1975 bombing by Palestinian terrorists in Jerusalem

The Zion Square refrigerator bombing was a terrorist attack carried out in Zion Square, Jerusalem on July 4, 1975. A Palestinian exploded a booby-trapped refrigerator which contained 5 kilograms (11 lb) of explosives inside an appliance store, killing 15 civilians and wounding 77.

==The attack==
A Jewish passerby, Shabtai Levi, helped a Palestinian man bring a booby-trapped refrigerator into an appliance store at Zion Square in the center of Jerusalem. The refrigerator aroused the suspicions of Esther Landner and Yehuda Warshovsky, who worked near Zion Square. Landner called the police but as she was answering their questions, the refrigerator blew up.

===Fatalities===
Among the dead were Rivka ("Ribbie") (née Soifer) Ben-Yitzhak, 35, an American citizen, and her husband, Michael, who left behind two small children. The Ben-Yitzhak Award, presented annually to an outstanding children's book illustrator by the Israel Museum, was established in their memory. Daoud Khoury, an Arab accountant at the King David Hotel, was also killed in the attack.

==Perpetrators==
Palestinian militant group PLO claimed responsibility for the attack. Later on it was revealed that the attack was executed by the Arab-American Ahmed Jabara, aka Abu Sukar, who originated from Turmus Ayya.

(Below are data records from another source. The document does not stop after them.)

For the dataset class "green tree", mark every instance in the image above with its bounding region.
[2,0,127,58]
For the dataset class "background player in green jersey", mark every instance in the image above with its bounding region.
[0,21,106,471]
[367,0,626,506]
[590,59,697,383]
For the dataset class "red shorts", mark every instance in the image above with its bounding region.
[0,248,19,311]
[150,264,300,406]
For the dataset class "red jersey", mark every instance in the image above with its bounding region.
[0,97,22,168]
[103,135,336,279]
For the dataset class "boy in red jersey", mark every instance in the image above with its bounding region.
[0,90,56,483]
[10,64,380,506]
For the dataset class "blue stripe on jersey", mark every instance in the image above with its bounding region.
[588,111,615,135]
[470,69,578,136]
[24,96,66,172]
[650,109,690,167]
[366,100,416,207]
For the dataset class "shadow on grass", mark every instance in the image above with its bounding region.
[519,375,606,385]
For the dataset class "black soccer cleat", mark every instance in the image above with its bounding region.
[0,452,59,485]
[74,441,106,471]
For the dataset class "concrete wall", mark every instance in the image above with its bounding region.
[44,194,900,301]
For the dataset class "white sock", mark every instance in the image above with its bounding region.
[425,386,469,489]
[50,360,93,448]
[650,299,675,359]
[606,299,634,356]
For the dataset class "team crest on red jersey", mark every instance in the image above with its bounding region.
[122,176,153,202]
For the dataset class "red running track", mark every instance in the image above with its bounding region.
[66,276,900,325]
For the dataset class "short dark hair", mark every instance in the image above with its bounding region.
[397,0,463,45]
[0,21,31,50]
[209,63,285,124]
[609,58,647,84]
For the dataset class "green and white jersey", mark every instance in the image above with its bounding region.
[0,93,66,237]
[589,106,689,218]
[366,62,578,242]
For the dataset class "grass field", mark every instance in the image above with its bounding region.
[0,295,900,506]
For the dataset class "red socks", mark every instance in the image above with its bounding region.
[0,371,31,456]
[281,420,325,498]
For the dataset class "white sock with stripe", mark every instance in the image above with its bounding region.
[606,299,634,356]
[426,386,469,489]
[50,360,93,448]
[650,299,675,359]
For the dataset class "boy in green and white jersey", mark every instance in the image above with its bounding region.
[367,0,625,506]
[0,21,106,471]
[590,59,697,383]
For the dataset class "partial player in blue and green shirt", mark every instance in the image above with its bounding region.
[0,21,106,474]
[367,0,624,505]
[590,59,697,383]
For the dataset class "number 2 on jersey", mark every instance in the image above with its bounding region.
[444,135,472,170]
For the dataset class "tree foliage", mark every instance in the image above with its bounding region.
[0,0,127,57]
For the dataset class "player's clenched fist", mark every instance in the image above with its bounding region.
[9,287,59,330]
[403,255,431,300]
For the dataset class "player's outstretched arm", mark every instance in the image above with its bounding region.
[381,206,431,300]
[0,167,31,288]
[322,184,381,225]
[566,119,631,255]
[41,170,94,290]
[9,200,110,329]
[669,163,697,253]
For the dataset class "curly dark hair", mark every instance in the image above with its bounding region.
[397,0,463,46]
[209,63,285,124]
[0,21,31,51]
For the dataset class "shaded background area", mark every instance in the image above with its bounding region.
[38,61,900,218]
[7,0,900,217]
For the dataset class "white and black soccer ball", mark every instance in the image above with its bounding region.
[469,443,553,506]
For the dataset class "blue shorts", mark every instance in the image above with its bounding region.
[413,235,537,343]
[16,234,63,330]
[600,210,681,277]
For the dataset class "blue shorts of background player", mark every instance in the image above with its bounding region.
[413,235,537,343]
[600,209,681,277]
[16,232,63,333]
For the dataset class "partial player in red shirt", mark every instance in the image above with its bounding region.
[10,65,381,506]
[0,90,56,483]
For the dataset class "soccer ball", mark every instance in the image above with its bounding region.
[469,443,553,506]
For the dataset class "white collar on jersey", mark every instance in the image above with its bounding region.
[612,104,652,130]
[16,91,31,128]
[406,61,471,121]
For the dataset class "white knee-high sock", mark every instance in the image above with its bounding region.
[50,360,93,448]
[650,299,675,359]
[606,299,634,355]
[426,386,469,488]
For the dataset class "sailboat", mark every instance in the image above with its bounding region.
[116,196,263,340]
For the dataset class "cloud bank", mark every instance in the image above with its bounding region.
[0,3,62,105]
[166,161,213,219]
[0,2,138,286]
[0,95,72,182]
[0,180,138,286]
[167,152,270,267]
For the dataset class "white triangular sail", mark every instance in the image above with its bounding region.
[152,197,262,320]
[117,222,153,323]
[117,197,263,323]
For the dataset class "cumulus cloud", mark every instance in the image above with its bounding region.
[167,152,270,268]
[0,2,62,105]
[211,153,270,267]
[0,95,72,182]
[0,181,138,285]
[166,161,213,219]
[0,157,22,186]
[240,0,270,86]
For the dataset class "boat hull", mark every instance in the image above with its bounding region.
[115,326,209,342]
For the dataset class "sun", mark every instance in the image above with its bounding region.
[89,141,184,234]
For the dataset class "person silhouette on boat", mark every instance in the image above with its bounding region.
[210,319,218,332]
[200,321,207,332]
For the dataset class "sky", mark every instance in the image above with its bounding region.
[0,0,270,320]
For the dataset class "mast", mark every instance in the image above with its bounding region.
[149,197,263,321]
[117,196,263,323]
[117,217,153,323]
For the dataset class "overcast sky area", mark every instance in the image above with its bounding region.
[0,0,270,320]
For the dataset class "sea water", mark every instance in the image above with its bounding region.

Jabara was assisted by Bassem Tabila of Nablus, who fled to Jordan before he could be arrested.

Following an investigation by Shin Bet and the Israel Police, Jabara was arrested and put on trial before a military court in June 1977. He was convicted and sentenced to life in prison and an additional 30 years.

In 2003, Ahmed Jabara was released from prison after having served 27 years, as a gesture of the Israeli government toward Yasser Arafat. Shortly after his release, Jabara called for the kidnapping of Israeli soldiers at a rally in Bethlehem that was widely covered by the Palestinian media. Arafat subsequently appointed him adviser on prisoner affairs. Jabara died of a heart attack in Ramallah on July 17, 2013, at age 78.